Dès 2012, la lutte contre l’insécurité au Sahel fut portée par la France qui joua le rôle de « nation-cadre », notamment dans la coordination entre les acteurs locaux et internationaux. Cette orchestration connaît un changement notoire après les coups d’État au Mali en 2021, au Burkina Faso et au Niger en 2023, les nouveaux pouvoirs en place exigeant le retrait français : retrait de Barkhane du Mali en 2022, de Sabre du Burkina Faso en février 2023 et du Niger en septembre 2023. Environ 1 400 soldats français déployés dans le pays pour combattre les djihadistes aux côtés des Nigériens, dont un millier à Niamey et 400 dans la zone des « trois frontières », à l’ouest du pays, entre le Mali et le Burkina Faso, quittent le pays.
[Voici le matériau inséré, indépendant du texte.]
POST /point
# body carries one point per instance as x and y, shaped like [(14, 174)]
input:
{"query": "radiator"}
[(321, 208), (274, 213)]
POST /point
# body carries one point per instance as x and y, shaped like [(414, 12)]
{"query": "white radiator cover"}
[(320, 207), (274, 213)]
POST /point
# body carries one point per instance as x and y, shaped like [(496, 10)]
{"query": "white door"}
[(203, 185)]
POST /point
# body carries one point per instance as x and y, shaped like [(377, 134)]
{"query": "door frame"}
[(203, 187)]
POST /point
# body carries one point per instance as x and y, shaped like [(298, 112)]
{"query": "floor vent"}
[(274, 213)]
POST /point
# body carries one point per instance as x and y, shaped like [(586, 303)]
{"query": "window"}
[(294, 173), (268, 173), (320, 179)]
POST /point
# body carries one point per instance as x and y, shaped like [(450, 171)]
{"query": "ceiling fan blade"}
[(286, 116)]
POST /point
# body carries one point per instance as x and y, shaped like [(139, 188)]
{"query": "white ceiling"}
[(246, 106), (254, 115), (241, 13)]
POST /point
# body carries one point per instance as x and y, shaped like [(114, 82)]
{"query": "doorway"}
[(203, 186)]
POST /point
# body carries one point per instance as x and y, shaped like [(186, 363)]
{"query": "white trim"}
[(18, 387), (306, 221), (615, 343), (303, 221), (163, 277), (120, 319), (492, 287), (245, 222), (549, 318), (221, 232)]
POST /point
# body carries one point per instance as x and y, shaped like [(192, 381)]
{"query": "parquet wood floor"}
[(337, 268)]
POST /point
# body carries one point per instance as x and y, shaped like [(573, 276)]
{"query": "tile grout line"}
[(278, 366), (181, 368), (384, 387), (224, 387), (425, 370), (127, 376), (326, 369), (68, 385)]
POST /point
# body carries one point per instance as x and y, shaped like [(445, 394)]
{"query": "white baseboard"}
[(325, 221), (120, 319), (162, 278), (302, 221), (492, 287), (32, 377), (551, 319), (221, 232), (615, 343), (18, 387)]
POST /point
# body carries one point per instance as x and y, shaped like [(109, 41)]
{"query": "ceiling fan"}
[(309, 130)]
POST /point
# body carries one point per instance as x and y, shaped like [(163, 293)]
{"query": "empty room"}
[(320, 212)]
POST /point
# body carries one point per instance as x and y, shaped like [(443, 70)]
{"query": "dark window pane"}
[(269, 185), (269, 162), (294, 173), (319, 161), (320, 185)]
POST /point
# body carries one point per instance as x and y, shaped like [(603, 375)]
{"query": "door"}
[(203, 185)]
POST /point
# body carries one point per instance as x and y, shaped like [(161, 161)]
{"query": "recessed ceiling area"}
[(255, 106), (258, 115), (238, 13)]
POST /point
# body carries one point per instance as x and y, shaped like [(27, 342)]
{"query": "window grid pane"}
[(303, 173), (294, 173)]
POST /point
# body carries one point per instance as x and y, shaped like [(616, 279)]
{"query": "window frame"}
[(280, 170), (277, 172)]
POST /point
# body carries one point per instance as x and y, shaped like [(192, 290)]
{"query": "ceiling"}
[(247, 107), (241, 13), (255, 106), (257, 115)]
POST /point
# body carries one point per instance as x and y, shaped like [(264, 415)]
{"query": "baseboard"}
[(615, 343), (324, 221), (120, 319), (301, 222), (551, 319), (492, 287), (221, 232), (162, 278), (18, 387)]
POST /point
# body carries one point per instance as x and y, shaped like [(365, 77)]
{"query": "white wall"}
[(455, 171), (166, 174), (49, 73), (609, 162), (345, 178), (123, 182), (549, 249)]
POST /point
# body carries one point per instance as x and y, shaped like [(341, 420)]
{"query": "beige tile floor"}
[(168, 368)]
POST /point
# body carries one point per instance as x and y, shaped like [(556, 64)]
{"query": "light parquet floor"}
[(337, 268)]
Cette coopération a été freinée par une succession d’évènements et de décisions dont la dénonciation par les juntes des accords de défense avec Paris.
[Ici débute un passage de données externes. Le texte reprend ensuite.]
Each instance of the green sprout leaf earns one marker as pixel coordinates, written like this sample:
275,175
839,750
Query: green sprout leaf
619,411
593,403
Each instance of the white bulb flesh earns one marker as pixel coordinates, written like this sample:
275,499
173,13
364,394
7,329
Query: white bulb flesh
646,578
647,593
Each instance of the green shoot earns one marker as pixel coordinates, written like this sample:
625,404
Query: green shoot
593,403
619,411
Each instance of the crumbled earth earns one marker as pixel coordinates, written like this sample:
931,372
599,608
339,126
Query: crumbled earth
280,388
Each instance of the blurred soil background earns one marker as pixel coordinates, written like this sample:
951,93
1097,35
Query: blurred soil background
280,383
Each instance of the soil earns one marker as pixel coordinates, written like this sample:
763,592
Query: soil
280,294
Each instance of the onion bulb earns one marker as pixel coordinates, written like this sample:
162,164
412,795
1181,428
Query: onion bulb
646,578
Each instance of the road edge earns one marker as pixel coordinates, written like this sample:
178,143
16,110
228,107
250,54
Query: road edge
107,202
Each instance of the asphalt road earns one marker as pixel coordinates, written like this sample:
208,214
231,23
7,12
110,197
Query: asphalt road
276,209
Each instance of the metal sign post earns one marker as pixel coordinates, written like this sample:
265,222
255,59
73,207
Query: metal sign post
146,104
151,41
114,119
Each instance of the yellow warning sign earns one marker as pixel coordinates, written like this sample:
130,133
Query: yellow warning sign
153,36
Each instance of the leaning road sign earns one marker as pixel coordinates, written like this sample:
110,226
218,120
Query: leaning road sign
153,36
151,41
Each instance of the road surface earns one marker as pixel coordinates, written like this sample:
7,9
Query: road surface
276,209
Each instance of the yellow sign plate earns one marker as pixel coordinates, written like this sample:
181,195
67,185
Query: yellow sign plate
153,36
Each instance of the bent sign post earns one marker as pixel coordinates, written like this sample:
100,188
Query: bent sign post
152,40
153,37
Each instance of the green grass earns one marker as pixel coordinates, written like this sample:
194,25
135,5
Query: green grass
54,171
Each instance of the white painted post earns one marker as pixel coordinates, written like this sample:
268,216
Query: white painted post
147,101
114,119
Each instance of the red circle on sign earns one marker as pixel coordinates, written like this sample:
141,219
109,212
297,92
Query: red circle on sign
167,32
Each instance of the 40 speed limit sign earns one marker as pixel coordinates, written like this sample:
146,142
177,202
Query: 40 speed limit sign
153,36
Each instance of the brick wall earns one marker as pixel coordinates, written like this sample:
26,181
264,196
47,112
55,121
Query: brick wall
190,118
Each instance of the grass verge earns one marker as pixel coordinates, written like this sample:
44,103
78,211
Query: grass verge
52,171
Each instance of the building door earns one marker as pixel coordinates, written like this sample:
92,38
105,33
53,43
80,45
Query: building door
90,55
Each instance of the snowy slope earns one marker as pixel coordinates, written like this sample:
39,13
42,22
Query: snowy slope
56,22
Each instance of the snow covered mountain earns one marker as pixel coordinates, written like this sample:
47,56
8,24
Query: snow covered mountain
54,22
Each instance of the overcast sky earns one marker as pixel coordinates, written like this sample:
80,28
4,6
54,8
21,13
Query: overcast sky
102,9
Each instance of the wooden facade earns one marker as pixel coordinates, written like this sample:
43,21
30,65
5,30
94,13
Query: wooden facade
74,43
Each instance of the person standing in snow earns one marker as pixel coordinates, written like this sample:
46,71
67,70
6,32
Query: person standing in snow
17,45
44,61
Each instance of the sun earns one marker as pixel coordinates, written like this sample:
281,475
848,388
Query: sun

En signant en septembre 2023 la Charte de l’Alliance des États du Sahel (AES) ou Charte du Liptako-Gourma, en référence à la région du Liptako-Gourma à cheval entre le Mali, le Burkina Faso et le Niger (épicentre des activités djihadistes dans le Sahel), les trois pays s’engagent à établir une architecture de défense collective et d’assistance mutuelle, et à lutter contre le terrorisme et la criminalité organisée. Cependant, la création de l’AES intervient à un moment où la coopération régionale et internationale au Sahel manque de vitalité. Maintes initiatives qui avaient suscité des espoirs ploient sous la léthargie ou négocient leur survie. La recrudescence de l’insécurité montre qu’en matière de lutte contre le terrorisme et le crime organisé, la volonté d’être autonome ne suffit pas. Il faudrait également rendre viable les États et créer des mesures de confiance entre eux. L’illusion des partenariats à l’échelle régionale et l’attentisme des cadres stratégiques d’intervention ralentissent des efforts de mobilisation. Ce faisant face à la crise malienne (2012), l’inaction des partenariats de niveau local a entraîné l’intervention directe d’une puissance militaire – la France.
Cette analyse saisit des initiatives locales de sécurité à l’échelle du Sahel, dont le Comité d’état-major opérationnel conjoint (Cémoc) impulsé par l’Algérie en 2010 et l’AES. Il s’agit d’autant de vecteurs à des interventions extérieures. Avec l’opération française Barkhane, l’article appréhende les tribulations de l’action militaire au Sahel. Malgré la volonté des États locaux d’une autonomisation des moyens et d’action, l’effort de paix au Sahel ne peut efficacement, à ce jour, s’exclure des gains de la coopération internationale.